Julia vertrekt met haar ouders in de zomervakantie naar een klein eilandje boven Schotland. Haar moeder is mariene bioloog en doet onderzoek naar Groenlandse haaien. Ze heeft de subsidies nog niet rond, maar heeft alle vertrouwen dat het wel goed komt: dat geld om haar onderzoek te financieren komt er wel. De kapitein op het schip waarmee ze de zee op gaat heeft er weinig vertrouwen in. Na twee weken heeft ze nog geen haai gezien. Ze krijgt de ene na de andere tegenslag te verwerken.

Julia en haar vader proberen ondertussen te wennen aan wonen in een vuurtoren. Julia maakt een vriend, Kin, maar de vriendschap kent ups en downs. Net als de buien van haar moeder. Ze is soms opeens heel blij, maar ook opeens heel boos of down. Als bioloog maakt ze zich zorgen over het milieu en de klimaatverandering. Ze voelt zich machteloos en tegelijk strijdbaar. Julia houdt van haar moeder maar weet zich geen raad: hoe moet ze nu contact krijgen met haar, hoe kan ze haar helpen?

De haai en de zwermen vogels die je op de voorkant ziet, komen letterlijk en figuurlijk voor in het verhaal, net als de vele feitjes over dieren en de zee. Julia schrijft alle weetjes op in haar gele boekje. Het geeft haar houvast. Maar in haar dromen heeft ze geen houvast. Ze droomt over de haaien die haar kamer binnenzwemmen. Er staat iets te gebeuren, maar wat?

“De muren bewogen. Ze golfden en bonsden en schimmel schoot langs de muren omhoog tot het donker werd, zo donker als de zee. De haai roerde zich, reusachtig, traag, onverbiddelijk. De houten vloer kraakte toen hij er met zijn volle gewicht tegenaan duwde tot de planken versplinterden en het hele bed werd opgetild en de vuurtoren werd losgescheurd terwijl de haai bovenkwam en ons allemaal naar zee sleurde.”

Thema’s die aan de orde komen zijn de klimaatverandering, pesten en psychische problemen. Zoals gezegd best veel voor één verhaal. Maar het past zo wonderwel in elkaar. Het moet zo zijn, het is zo slim en gevoelig geconstrueerd en de boodschap komt daardoor echt binnen.

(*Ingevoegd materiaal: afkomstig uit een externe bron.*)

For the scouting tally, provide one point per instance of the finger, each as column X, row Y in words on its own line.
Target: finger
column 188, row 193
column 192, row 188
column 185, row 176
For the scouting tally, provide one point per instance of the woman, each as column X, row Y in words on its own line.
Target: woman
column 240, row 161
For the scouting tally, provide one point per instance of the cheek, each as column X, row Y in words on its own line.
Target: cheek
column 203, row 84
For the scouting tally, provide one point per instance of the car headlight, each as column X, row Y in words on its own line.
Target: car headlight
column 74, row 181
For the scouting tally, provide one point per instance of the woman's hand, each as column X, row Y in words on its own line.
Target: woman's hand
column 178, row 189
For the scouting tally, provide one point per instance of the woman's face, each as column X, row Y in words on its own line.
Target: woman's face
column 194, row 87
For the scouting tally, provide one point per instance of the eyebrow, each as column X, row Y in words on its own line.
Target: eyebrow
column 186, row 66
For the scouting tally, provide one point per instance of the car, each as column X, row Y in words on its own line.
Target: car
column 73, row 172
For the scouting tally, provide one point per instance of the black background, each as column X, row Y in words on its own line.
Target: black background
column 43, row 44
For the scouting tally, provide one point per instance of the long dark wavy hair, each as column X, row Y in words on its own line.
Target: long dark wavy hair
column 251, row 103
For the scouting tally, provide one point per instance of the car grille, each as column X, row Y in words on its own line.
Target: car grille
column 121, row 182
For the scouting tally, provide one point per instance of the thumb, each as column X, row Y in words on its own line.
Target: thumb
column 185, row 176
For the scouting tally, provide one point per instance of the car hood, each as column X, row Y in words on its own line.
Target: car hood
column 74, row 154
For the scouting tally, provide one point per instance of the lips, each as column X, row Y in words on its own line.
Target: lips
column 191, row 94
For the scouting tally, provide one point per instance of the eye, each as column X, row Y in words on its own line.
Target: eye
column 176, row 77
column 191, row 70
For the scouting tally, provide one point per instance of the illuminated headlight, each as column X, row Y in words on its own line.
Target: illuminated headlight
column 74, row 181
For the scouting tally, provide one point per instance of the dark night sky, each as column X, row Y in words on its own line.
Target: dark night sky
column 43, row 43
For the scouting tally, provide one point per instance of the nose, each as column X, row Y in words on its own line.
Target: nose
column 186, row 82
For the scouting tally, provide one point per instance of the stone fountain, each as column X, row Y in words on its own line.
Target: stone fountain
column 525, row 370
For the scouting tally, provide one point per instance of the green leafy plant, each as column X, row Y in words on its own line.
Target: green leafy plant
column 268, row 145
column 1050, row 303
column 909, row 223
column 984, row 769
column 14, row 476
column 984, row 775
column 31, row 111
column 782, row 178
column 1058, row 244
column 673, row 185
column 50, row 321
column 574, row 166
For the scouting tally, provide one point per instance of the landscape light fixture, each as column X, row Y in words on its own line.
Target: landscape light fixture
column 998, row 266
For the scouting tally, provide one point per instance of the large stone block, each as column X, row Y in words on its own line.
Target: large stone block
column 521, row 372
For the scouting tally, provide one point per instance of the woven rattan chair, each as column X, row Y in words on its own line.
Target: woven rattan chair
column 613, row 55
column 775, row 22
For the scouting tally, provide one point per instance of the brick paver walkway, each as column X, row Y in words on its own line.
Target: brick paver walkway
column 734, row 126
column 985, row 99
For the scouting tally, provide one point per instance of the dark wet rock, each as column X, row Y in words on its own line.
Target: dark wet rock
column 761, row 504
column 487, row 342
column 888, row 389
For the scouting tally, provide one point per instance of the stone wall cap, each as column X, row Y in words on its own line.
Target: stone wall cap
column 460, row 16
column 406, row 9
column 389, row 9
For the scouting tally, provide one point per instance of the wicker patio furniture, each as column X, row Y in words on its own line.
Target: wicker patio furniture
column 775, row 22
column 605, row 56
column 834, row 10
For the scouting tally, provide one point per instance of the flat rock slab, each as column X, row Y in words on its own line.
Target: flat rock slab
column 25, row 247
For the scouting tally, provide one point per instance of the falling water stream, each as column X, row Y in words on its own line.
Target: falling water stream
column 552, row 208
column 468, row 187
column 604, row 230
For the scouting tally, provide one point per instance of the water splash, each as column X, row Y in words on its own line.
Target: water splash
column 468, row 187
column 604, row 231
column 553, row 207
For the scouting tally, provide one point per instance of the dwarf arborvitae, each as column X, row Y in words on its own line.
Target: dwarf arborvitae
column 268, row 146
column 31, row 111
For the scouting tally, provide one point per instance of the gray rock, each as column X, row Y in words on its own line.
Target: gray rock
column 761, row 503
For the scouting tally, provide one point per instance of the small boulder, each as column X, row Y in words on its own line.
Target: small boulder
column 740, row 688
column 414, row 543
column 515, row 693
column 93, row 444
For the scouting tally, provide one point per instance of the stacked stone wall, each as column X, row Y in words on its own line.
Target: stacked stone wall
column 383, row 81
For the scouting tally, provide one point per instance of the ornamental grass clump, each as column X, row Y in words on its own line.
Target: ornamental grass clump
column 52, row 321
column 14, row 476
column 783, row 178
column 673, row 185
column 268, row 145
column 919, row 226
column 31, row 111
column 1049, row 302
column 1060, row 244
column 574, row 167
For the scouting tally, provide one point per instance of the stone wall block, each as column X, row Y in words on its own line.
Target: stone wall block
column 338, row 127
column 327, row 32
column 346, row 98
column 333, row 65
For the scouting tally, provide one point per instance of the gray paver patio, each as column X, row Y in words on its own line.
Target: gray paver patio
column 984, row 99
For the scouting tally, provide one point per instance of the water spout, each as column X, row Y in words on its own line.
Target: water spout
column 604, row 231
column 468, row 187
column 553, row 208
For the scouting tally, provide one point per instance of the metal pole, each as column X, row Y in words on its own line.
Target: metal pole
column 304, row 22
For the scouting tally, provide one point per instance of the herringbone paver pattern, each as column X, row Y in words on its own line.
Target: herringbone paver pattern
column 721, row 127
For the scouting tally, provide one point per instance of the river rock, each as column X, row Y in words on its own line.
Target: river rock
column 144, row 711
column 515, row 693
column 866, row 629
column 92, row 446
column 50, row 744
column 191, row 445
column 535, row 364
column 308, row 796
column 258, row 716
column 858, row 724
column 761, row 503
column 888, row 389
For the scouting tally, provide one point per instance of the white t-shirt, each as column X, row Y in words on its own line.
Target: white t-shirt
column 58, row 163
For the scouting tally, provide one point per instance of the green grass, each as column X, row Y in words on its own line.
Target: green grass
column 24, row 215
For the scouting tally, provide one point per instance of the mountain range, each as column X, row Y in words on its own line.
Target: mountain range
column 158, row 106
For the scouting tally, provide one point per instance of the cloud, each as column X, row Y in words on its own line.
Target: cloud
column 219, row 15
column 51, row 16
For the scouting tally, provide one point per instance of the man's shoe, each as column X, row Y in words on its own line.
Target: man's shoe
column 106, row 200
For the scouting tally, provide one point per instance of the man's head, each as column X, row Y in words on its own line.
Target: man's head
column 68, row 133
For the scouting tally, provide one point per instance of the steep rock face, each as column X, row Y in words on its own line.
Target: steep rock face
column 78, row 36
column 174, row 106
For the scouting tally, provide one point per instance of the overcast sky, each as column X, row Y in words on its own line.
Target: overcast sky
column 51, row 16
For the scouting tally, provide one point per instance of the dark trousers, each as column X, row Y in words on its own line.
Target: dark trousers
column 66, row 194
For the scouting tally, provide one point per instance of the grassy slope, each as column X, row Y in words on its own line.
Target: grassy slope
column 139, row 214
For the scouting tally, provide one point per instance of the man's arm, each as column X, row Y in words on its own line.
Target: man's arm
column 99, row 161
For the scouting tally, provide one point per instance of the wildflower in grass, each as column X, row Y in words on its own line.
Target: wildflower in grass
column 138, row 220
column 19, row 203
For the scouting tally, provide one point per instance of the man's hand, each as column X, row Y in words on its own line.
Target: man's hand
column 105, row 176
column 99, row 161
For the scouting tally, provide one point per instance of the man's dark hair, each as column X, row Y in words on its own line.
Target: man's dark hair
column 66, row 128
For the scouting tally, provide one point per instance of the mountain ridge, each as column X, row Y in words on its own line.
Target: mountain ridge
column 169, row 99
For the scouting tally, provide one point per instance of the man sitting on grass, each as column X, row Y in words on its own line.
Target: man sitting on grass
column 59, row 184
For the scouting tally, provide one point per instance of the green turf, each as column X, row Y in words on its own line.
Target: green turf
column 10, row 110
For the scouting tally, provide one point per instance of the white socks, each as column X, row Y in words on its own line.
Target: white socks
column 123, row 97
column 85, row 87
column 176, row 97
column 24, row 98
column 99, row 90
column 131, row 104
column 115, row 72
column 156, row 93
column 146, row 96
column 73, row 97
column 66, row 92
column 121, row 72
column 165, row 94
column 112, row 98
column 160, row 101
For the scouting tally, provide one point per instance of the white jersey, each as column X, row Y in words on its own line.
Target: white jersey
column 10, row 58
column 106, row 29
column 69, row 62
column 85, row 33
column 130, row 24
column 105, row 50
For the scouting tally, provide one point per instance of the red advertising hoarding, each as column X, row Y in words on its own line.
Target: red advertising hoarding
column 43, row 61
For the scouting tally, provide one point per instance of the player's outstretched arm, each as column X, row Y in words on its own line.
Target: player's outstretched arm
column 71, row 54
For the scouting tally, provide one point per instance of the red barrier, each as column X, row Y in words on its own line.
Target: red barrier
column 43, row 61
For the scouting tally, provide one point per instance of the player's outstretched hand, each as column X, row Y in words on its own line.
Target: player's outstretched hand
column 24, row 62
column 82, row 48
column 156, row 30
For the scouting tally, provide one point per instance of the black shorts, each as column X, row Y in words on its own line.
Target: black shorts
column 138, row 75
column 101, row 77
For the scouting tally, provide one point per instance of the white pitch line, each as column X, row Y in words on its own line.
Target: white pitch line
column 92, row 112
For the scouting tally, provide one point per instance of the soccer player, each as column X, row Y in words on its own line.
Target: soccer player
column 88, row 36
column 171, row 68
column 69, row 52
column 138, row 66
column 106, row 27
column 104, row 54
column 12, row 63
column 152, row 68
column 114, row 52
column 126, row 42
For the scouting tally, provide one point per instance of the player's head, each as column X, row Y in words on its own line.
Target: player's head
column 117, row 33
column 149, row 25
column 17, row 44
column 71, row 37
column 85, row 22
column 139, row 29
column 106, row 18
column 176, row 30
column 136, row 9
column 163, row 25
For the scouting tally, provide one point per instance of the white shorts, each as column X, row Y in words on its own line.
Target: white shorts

Het is echt een bijzondere leeservaring, ook omdat de vormgeving werkelijk schitterend is. Het zwart-wit en geel spat van de bladzijden en de illustraties zijn soms over een hele spread uitgesmeerd. Bepaalde passages zijn in een ander lettertype opgemaakt of in de vorm van een haai op de pagina gezet.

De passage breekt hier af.